It was not just that all the “isms” (Indian removal, slavery, racism, etc.) were contested at the time when these events and institutions existed, but that capitalism (especially as manipulated by “the [accursed] Jews” ) was seen as the root cause of American evil, especially by organic conservatives masked as “progressives.” (Where is Charles Sumner in our historiography? See https://clarespark.com/2008/05/03/margoth-vs-robert-e-lee/, for an analysis of the contrasting rhetoric of such liberals as Sumner with that of Woodrow Wilson and other organicists whose view of governance is paternalistic and evocative of the unreconstructed Southern plantation owner.)

To conclude: the nativists reacting to mass immigration in the late nineteenth and early twentieth centuries mentioned above were politically defeated and marginalized (though some paleoconservatives are still noisily active). The New Left, however, though they were supposedly anti-Stalinist, taught and still teach a view of the U.S. that is identical with Stalinist and Nazi anti-American propaganda, for example that “Zionists” control America, and that “institutional racism” still exists under its maleficent aegis, as if a jewified, trigger-happy John Calhoun had just been elected as the President of a slavocracy. Now it is time for a more realistic view of the American past, neither idealizing it nor casting it into the pit.
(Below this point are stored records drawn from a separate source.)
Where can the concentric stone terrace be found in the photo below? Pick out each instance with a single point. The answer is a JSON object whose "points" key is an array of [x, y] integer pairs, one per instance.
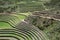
{"points": [[20, 31]]}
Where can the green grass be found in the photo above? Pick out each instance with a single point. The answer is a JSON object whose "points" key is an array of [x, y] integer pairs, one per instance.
{"points": [[4, 25]]}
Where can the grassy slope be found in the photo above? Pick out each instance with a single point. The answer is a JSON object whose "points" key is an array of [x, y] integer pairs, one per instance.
{"points": [[6, 25]]}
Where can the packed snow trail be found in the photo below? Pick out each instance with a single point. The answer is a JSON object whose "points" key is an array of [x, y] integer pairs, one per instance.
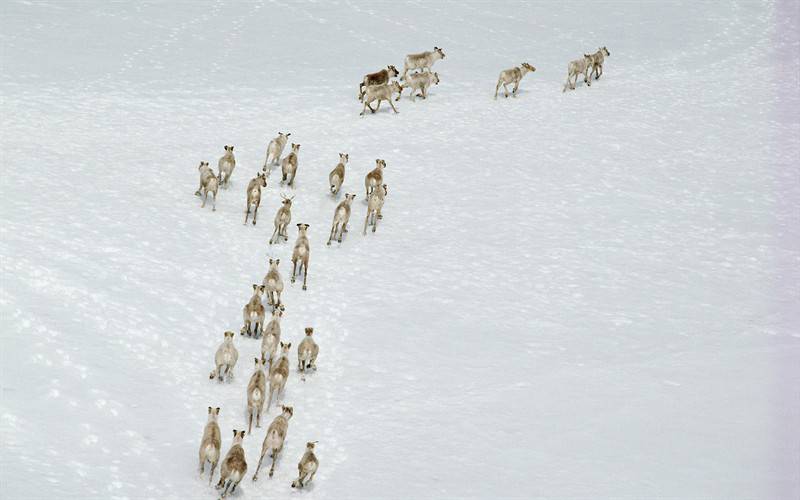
{"points": [[589, 294]]}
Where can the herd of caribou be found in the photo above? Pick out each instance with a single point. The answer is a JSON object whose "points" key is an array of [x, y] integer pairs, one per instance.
{"points": [[271, 370], [379, 86]]}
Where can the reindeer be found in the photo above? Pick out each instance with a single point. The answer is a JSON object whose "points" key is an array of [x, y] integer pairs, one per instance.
{"points": [[336, 177], [254, 195], [273, 441], [377, 78], [253, 312], [234, 467], [307, 467], [272, 335], [274, 150], [273, 283], [375, 177], [282, 220], [301, 253], [423, 60], [374, 206], [513, 75], [420, 81], [380, 93], [289, 165], [307, 352], [341, 217], [256, 390], [577, 67], [225, 166], [598, 58], [208, 184], [225, 359], [210, 444], [278, 374]]}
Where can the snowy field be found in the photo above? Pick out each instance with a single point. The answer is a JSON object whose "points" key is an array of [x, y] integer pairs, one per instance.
{"points": [[590, 294]]}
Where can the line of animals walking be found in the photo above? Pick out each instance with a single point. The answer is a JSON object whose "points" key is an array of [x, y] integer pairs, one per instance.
{"points": [[379, 87], [271, 366], [271, 370]]}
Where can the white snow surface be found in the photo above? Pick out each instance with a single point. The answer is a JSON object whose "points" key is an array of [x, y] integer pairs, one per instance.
{"points": [[590, 294]]}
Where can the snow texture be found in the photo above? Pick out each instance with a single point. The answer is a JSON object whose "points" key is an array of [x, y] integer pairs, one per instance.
{"points": [[590, 294]]}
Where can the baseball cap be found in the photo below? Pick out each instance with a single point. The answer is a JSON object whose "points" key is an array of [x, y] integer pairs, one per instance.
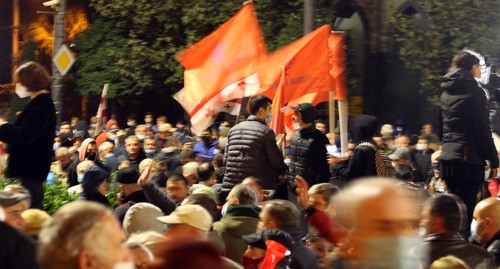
{"points": [[400, 153], [127, 176], [193, 215], [11, 198], [166, 127]]}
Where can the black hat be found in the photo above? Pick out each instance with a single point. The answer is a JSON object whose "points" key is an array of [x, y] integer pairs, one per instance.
{"points": [[259, 239], [127, 176], [8, 198], [307, 111]]}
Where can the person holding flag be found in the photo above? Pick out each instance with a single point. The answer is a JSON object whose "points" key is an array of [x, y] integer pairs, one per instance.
{"points": [[251, 148]]}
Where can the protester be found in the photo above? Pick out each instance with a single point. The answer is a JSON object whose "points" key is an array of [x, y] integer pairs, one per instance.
{"points": [[29, 139], [308, 147], [82, 234], [487, 226], [251, 148], [240, 218], [443, 216], [467, 141]]}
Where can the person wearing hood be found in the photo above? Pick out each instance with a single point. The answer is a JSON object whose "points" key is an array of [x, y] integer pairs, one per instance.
{"points": [[308, 147], [467, 142], [95, 185], [241, 216], [362, 161]]}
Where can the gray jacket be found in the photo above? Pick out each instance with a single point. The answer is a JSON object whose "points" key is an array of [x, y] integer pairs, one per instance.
{"points": [[252, 151]]}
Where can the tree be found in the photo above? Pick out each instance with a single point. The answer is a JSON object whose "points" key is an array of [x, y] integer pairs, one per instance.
{"points": [[428, 49]]}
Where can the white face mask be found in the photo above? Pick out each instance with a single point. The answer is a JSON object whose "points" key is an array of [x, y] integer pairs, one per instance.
{"points": [[22, 91], [421, 146], [124, 265]]}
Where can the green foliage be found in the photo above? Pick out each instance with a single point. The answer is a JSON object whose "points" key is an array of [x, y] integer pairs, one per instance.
{"points": [[7, 181], [428, 49], [56, 195]]}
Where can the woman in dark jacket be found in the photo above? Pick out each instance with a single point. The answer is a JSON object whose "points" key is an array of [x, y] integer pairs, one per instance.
{"points": [[95, 185], [467, 141], [30, 139]]}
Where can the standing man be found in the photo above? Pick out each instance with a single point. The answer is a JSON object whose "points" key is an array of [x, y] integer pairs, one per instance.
{"points": [[251, 148], [30, 138], [467, 141], [487, 219], [308, 147]]}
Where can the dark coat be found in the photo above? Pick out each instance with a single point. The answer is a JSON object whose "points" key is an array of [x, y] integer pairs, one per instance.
{"points": [[30, 139], [308, 150], [252, 151], [466, 127], [16, 249], [440, 245]]}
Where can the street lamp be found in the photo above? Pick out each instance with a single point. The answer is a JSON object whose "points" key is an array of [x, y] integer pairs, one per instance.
{"points": [[57, 80]]}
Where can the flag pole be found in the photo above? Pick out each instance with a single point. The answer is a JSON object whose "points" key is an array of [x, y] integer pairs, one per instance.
{"points": [[331, 116], [343, 113]]}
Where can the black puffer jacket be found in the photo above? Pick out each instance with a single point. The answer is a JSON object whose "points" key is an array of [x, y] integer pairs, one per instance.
{"points": [[252, 151], [308, 150], [466, 128], [93, 177]]}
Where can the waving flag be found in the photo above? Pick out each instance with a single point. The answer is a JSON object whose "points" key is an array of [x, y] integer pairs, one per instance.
{"points": [[278, 120], [222, 62], [336, 42], [307, 67], [228, 100]]}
*I left out environmentalism for two reasons: first, it has been infiltrated by communists and/or hippie-ish “deep ecologists”; second, I think the situation is even worse than most think, but then I have a strong science background (was instructed in ecology at Cornell). It is my impression that we don’t know enough about our impact on the environment to press ahead at the industrializing pace we have to date. And if America has failed in this respect, so has the rest of the planet.